Post-Soviet Graffiti: Co-optation in Authoritarian States

Feb. 7, 2018, 12 p.m.
Marshall D. Shulman Seminar Room, 1219 International Affairs Building, 420 W 118th St, New York, NY

Please join us for a talk with Alexis M. Lerner, PhD candidate at the University of Toronto and Visiting Scholar at the Harriman Institute. Keith Gessen, Assistant Professor, Columbia Journalism School will chair.
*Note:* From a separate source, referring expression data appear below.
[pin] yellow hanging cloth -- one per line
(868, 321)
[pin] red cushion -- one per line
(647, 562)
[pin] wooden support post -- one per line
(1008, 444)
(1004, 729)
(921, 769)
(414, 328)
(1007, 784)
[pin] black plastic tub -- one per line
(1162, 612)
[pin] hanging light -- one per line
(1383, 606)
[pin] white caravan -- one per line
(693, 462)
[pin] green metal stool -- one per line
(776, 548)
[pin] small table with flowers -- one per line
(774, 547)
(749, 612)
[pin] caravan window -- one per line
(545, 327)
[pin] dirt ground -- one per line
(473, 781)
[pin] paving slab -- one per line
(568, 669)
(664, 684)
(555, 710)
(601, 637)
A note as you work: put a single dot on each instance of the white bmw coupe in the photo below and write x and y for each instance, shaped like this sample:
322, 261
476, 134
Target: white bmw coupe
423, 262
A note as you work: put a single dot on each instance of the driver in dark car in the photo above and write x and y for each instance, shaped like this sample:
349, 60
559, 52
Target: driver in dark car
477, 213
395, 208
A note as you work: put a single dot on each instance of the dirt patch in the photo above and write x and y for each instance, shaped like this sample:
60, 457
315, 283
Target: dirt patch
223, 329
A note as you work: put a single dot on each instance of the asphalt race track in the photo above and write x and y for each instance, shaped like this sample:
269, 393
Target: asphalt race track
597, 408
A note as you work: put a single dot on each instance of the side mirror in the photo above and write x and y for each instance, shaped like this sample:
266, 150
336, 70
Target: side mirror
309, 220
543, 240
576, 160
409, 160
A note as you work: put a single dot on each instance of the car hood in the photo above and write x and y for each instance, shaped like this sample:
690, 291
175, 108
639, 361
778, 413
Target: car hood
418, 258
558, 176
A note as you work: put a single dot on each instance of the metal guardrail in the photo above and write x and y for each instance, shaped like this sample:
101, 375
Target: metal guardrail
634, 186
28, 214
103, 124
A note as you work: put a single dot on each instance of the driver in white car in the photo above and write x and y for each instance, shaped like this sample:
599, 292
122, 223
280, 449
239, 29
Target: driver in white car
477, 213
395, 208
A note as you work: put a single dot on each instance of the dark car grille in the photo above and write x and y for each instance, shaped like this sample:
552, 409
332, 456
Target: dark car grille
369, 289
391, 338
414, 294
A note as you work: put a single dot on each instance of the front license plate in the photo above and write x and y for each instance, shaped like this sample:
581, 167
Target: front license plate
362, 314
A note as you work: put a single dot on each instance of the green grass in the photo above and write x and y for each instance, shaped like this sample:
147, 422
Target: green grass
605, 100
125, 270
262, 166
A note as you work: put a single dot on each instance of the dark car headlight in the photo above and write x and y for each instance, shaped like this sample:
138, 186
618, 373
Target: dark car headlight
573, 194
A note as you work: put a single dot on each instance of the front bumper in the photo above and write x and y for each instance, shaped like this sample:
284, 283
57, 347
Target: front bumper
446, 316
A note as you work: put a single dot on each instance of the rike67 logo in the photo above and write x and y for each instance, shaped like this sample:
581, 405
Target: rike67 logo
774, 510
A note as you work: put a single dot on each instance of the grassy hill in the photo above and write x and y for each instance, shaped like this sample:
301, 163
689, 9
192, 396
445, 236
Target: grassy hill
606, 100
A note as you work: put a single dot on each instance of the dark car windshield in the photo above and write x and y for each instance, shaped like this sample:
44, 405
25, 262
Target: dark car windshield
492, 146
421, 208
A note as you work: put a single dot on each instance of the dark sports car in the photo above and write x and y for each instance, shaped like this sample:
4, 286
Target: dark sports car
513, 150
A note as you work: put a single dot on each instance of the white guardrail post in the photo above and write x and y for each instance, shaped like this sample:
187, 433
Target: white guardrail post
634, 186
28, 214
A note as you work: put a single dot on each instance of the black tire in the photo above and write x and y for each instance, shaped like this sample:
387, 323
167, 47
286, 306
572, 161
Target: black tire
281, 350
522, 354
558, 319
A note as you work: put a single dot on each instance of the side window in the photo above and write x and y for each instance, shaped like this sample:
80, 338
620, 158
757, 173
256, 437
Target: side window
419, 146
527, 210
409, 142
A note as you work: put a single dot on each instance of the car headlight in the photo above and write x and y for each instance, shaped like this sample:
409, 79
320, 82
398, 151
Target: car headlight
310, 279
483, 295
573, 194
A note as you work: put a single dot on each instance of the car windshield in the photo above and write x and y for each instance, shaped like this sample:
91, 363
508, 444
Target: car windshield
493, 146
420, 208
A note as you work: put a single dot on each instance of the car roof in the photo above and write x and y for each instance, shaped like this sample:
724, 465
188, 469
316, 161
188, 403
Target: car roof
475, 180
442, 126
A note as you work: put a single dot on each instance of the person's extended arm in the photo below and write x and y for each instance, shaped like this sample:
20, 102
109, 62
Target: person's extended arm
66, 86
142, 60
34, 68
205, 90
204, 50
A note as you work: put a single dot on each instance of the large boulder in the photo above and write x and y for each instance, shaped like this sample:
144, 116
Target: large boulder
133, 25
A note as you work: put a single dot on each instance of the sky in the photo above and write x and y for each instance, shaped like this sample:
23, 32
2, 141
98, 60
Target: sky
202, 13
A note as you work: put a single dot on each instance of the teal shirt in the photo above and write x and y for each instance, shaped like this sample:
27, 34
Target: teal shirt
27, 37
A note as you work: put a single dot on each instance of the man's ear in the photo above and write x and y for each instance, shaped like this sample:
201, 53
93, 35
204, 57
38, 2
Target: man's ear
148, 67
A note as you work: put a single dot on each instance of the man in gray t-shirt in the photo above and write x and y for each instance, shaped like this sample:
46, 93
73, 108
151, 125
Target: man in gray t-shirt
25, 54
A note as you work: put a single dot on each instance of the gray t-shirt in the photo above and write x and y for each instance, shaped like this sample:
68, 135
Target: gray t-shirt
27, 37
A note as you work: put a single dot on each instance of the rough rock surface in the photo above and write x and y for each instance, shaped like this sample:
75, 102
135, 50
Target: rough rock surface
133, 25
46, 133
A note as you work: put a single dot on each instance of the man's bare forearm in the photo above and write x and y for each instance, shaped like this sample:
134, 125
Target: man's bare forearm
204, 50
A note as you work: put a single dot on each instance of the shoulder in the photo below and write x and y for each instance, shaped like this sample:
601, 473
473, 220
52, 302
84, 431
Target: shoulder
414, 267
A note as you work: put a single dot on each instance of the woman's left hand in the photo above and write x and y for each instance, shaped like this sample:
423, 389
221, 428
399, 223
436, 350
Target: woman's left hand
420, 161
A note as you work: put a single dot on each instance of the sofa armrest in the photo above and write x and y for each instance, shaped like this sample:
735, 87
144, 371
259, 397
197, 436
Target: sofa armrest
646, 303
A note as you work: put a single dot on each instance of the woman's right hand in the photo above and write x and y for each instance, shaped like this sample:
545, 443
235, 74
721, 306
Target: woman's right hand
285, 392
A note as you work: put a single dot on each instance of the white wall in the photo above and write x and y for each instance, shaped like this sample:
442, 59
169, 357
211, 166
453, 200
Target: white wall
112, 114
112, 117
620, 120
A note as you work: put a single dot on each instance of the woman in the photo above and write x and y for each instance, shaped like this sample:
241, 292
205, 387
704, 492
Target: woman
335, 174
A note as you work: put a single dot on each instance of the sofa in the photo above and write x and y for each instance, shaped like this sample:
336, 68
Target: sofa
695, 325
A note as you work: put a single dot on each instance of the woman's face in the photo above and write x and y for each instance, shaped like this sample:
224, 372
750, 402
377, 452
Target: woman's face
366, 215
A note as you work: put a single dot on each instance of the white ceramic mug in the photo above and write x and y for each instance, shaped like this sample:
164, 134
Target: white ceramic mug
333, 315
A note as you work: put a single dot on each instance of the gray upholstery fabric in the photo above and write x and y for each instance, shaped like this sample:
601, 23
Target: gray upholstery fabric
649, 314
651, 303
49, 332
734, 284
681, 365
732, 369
As the Director of Post-Soviet Graffiti, Alexis Lerner spent 2009-2017 walking the post-Soviet and post-Communist region’s alleys and underpasses, interviewing artists and activists while cataloging political, public graffiti. In Moscow, she observed a shift in the spring of 2012: political expression that was once critical, satirical, and intertextual became curated, pro-state, and notably nostalgic for Soviet symbols and the Russian military’s historic operations. The platforms for graffiti and public expression also changed from illegal scrawls and anonymous stencils on downtown bus-stops to seven-story murals adorned with governmental seals. In this talk, Lerner explores co-optation as an effective protest management tool used by hybrid states in order to demonstrate state capacity, to neutralize a non-violent protest movement, and to create a façade of political pluralism.